В протопленной с утра печи стояли два горшка с водой, сейчас они очень пригодились. Я свалила колдуна на ошпаренный кипятком стол, выставила на лавку темные склянки без подписей, разодрала на полоски новую льняную простыню и принялась за работу. По правде говоря, его легче было разделать, чем собрать (а опыт у меня был, и немалый, в обеих областях). После пятичасовой возни свободными от повязок остались только живот, голова, левое плечо и правая голень, пестревшие синяками. Оглобля поработала на славу, больше всего я намучилась с раздробленными костями, укладывая их в лубки. Колдун превратился в неряшливо, но крепко спеленатую куклу, такой же холодный и безжизненный.
Я перетащила его на широкую лавку у печи, в закуток, отгороженный занавеской. Вскипятила воды, настояла травок и принялась отпаивать тепленьким, по каплям вливая в приоткрытый рот. Больше всего мне не нравилось полное отсутствие сопротивления — как текущей в горло жидкости, так и смерти. Долго так продолжаться не могло, либо он согреется и нормально задышит, либо сдохнет. Я не решилась уснуть, осталась ждать перелома, взбадривая себя тем же снадобьем. Лично мне помогало.

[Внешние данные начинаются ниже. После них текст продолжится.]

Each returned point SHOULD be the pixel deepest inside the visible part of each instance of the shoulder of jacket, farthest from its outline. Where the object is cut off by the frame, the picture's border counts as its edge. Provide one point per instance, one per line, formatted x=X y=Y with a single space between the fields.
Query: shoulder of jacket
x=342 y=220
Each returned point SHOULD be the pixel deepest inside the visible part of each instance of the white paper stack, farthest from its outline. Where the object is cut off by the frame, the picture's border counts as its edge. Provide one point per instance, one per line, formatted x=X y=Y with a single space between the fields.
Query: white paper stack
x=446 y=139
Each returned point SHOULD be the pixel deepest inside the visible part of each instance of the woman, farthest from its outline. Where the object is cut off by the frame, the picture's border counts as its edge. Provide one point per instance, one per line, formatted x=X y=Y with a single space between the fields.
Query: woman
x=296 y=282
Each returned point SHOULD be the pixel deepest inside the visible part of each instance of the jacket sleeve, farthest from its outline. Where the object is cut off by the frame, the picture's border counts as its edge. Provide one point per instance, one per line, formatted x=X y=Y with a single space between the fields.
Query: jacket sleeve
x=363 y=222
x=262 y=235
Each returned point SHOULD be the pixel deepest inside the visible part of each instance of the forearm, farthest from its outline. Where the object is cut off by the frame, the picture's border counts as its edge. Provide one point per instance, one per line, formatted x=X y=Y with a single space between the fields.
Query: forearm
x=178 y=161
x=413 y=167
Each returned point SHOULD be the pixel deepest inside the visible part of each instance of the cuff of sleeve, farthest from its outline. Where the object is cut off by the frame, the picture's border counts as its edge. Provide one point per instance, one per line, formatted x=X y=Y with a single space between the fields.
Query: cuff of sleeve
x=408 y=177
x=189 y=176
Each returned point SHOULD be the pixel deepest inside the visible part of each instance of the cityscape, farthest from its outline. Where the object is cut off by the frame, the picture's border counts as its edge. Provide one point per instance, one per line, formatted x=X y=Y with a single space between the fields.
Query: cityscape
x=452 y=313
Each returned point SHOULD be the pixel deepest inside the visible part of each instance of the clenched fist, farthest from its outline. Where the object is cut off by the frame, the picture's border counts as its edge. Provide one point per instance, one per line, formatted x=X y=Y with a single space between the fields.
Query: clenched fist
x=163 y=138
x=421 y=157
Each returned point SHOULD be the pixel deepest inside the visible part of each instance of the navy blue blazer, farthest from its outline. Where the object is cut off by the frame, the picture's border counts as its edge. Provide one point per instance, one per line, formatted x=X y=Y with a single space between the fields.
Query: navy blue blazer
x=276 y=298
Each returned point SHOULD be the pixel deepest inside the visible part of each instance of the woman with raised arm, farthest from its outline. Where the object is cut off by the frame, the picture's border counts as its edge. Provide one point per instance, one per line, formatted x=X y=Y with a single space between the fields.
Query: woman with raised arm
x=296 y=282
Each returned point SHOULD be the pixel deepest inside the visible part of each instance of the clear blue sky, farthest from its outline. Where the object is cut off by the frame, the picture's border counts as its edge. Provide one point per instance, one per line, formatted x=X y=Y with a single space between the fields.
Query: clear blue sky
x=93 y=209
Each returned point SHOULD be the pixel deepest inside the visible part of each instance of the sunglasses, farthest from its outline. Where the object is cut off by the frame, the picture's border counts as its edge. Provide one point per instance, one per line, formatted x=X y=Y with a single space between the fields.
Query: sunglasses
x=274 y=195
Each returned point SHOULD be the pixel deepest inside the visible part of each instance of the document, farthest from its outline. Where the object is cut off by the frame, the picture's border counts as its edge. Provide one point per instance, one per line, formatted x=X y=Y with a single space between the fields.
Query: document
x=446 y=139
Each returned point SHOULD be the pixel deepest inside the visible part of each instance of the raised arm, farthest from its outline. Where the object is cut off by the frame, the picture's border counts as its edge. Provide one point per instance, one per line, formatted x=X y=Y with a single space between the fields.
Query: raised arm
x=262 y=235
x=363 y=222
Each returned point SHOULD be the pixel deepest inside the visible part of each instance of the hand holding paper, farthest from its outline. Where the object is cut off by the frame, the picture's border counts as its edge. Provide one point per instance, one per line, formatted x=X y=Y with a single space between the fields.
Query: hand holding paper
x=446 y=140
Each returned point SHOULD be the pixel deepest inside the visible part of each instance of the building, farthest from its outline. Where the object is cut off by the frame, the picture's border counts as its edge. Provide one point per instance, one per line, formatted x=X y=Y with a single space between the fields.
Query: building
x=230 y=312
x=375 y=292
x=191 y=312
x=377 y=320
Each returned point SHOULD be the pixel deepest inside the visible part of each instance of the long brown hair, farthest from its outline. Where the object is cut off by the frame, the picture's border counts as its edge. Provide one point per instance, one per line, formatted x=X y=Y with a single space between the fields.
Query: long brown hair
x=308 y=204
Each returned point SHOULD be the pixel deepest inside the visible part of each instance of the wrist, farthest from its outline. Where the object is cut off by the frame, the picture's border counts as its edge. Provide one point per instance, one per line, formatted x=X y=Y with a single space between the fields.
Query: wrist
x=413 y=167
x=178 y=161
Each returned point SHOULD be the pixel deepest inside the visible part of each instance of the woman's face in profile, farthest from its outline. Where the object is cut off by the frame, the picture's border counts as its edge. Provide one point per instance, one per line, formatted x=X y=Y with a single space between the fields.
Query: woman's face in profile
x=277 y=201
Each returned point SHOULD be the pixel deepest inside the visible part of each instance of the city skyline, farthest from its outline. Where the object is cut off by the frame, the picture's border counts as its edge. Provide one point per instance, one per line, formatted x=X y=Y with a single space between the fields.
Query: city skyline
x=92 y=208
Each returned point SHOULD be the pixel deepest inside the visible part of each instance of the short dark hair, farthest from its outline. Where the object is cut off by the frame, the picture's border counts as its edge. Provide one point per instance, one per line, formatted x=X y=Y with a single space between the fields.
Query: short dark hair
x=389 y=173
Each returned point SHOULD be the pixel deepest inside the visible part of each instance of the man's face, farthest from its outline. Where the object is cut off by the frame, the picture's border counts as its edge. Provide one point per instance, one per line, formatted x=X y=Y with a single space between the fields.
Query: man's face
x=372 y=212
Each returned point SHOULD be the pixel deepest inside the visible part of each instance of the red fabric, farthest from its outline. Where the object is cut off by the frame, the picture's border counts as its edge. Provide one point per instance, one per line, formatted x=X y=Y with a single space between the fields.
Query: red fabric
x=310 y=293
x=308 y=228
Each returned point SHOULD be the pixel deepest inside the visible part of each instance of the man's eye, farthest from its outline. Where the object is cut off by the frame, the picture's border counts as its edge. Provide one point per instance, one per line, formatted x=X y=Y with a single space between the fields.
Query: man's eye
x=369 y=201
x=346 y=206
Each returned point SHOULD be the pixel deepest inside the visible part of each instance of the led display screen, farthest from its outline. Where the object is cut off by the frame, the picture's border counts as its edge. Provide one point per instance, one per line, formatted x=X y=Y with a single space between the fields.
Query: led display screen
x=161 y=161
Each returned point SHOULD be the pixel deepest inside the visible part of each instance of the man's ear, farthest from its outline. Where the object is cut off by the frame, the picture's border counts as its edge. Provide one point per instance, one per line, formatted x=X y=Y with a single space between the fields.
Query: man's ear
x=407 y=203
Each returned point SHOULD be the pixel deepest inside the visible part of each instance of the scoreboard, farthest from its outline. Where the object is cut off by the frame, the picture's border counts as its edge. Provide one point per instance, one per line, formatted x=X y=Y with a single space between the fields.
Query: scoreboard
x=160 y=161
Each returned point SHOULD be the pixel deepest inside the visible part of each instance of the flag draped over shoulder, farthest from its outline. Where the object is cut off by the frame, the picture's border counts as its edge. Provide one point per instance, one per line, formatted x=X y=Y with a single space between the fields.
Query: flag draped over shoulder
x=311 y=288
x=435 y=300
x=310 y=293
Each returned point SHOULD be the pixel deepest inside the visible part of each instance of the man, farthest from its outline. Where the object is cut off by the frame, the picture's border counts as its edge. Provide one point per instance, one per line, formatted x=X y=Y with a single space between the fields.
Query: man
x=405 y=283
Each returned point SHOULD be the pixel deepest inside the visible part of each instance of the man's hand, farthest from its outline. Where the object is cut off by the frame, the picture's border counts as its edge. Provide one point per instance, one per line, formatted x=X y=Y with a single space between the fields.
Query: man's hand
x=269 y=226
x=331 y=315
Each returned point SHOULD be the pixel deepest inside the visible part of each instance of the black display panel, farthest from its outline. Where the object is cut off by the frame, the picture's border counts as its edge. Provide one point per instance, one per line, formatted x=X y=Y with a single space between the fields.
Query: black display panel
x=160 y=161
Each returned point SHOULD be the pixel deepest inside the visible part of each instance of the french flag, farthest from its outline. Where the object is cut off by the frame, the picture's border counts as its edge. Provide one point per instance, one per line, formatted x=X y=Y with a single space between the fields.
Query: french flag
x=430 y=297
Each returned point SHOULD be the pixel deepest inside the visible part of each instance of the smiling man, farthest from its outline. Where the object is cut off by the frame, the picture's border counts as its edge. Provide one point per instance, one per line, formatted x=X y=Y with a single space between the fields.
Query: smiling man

Под утро колдун начал отходить, пришлось неотлучно сидеть рядом, ругать, тормошить, дышать в насильно разжатый рот, вместе с воздухом делясь жизненной силой. Мы это можем, хоть и не слишком эффективно — большой расход при передаче. К обеду я вымоталась, как собака, а он всё никак не мог определиться с тем или этим светом. Во время очередного затишья я плюнула на всё и уснула, а может, потеряла сознание. Очнулась только глубокой ночью. Колдун тихо сопел, пригревшись между мной и печью. Я встала, тщательно подоткнула одеяло, не оставляя лазеек с трудом накопленному теплу. Долго стояла и смотрела, размышляя, но ничего путного так и не надумала. Только проголодалась.
Пора было идти на охоту.
По волменским меркам Выселок считался городком захолустным, хотя давал приют примерно тысяче жителей. Пограничье с Ясневым Градом не делало его привлекательнее, так что жили здесь в основном купцы, ремесленники и селяне, разбивавшие свои огородики прямо у городских стен. Знать и маги предпочитали более хлебную столицу, Вагеру.